NVIDIA discussion [2024]

Given how well they've performed in games (Halo Infinite & Starfield)
I don't see how well they performed in any of these games, their performance level is the same RDNA2 vs Ampere or RDNA3 vs Ada.


You are reaching with your conclusion based on false or insufficient data.
and that there's publicized preliminary data from a big ISV (Epic Games) too
That publicized "beta" preliminary data contained no performance comparisons or even worthy general performance gains, the jury is still far away on this one.

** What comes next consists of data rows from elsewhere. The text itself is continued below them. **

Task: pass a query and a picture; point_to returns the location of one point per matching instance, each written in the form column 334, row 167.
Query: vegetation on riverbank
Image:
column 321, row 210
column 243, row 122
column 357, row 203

They're behind feature/integration wise but by no means do they have 'bad' HW design when they can have a smaller physical HW implementation for a given performance profile and they have more freedom to improve this aspect as well ...
These are generalized statements with no current data to back them up, no one said their HW design is bad, just they are lagging in visual and performance features.
 
I don't see how well they performed in any of these games, their performance level is the same RDNA2 vs Ampere or RDNA3 vs Ada.

You are reaching with your conclusion based on false or insufficient data.
There's other GPU driven rendering centric games out there like the recently released Sony titles on PC and Starfield is still a good result for them...
That publicized "beta" preliminary data contained no performance comparisons or even worthy general performance gains, the jury is still far away on this one.
They showed profiling data where empty dispatches cost 0.2 usec and a demo like their City sample can potentially have over 3000 empty shading bins. A frametime reduction of ~0.6ms can be extracted ...
These are generalized statements with no current data to back them up, no one said their HW design is bad, just they are lagging in visual and performance features.
Well given the fact that they're not using exotic memory standards like GDDR6X and have an asymmetric process technology implementation per chiplet with a much smaller main graphics die, it is an achievement in of itself that they're even able to get within the realm with the highest performing parts very frequently. Their advantage in HW design simplicity manifests even in smaller parts ...
 
There's other GPU driven rendering centric games out there like the recently released Sony titles on PC and Starfield is still a good result for them...
We are practically arguing semantics here, the recent released Sony titles are based on old cross platform titles that are constantly being hammered by the famous "DX12 tax", and are hardly "modern" by any standards. For that you need recent Sony games with modern features like Ratchet and Clank Rift Apart, Returnal and Helldivers 2, where RDNA3 gets decimated at max settings.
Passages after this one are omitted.